Privacy-Preserving Collaborative Chinese Text Recognition with Federated Learning

In Chinese text recognition, to compensate for the insufficient local data and improve the performance of local few-shot character recognition, it is often necessary for one organization to collect a large amount of data from similar organizations. However, due to the natural presence of private information in text data, different organizations are unwilling to share private data, such as addresses and phone numbers. Therefore, it becomes increasingly important to design a privacy-preserving collaborative training framework for the Chinese text recognition task. In this paper, we introduce personalized federated learning (pFL) into the Chinese text recognition task and propose the pFedCR algorithm, which significantly improves the model performance of each client (organization) without sharing private data. Specifically, based on CRNN, to handle the non-iid problem of client data, we add several attention layers to the model and design a two-stage training approach for the client. In addition, we fine-tune the output layer of the model using a virtual dataset on the server, mitigating the problem of character imbalance in Chinese documents. The proposed approach is validated on public benchmarks and two self-built real-world industrial scenario datasets. The experimental results show that the pFedCR algorithm can improve the performance of local personalized models while also improving their generalization performance on other client data domains. Compared to local training within an organization, pFedCR improves model performance by about 20%. Compared to other state-of-the-art personalized federated learning methods, pFedCR improves performance by 6%~8%. Moreover, through federated learning, pFedCR can correct erroneous information in the ground truth.

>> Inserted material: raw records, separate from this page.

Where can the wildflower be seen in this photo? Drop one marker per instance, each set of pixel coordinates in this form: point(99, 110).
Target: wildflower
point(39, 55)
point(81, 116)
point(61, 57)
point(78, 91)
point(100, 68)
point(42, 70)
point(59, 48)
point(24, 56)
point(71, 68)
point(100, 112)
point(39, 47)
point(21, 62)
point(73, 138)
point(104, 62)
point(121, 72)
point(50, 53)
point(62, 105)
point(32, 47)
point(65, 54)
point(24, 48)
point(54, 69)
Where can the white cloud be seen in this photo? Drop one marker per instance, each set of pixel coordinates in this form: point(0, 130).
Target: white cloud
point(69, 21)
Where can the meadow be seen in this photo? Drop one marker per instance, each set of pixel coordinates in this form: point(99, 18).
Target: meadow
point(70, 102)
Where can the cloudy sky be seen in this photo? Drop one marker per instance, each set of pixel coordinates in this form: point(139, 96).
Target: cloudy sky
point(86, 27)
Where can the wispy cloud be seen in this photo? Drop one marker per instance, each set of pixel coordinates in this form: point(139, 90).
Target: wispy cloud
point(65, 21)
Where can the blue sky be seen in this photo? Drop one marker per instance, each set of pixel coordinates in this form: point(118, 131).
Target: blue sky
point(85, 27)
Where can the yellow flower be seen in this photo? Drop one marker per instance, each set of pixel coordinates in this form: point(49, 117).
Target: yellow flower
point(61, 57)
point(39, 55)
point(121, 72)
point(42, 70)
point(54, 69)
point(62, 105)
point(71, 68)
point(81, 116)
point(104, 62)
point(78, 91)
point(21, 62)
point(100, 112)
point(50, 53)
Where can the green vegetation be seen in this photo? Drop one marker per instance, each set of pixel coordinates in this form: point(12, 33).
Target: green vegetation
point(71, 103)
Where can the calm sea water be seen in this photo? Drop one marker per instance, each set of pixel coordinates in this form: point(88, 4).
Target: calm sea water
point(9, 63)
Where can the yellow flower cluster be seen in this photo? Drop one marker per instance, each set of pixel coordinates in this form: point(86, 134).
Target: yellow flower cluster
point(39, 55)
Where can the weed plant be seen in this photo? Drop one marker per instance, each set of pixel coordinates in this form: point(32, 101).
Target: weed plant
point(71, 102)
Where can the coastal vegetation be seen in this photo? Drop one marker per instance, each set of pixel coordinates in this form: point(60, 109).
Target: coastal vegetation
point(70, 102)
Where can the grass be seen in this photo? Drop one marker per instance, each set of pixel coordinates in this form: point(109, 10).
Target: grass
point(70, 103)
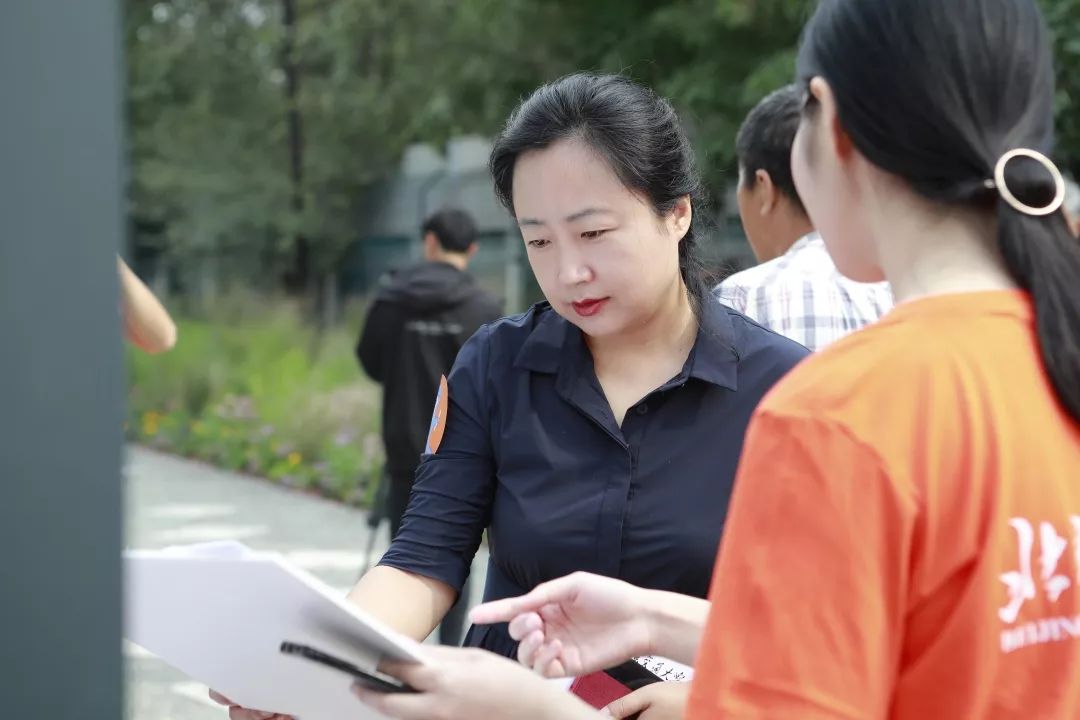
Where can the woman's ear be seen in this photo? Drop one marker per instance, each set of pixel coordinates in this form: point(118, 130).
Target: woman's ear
point(680, 217)
point(838, 138)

翻译：在中文文本识别任务中，为弥补局部数据不足并提升本地少样本字符识别性能，通常需要单个机构从相似机构收集大量数据。然而，由于文本数据天然包含隐私信息（如地址、电话号码），不同机构不愿共享私有数据。因此，设计一种保护隐私的协作式中文文本识别训练框架变得日益重要。本文首次将个性化联邦学习引入中文文本识别任务，提出pFedCR算法，在不共享私有数据的前提下显著提升各客户端（机构）的模型性能。具体而言，基于CRNN架构，为处理客户端数据的非独立同分布问题，我们在模型中增加多个注意力层，并设计客户端的两阶段训练策略。此外，在服务器端利用虚拟数据集对模型输出层进行微调，缓解中文文档中字符不平衡问题。所提方法在公开基准数据集和两个自建真实工业场景数据集上得到验证。实验结果表明，pFedCR算法既能提升本地个性化模型性能，又能增强其在其他客户端数据域上的泛化能力。相较于机构内本地训练，pFedCR使模型性能提升约20%；与其他最优个性化联邦学习方法相比，性能提升6%~8%。此外，通过联邦学习，pFedCR还能修正真实标注中的错误信息。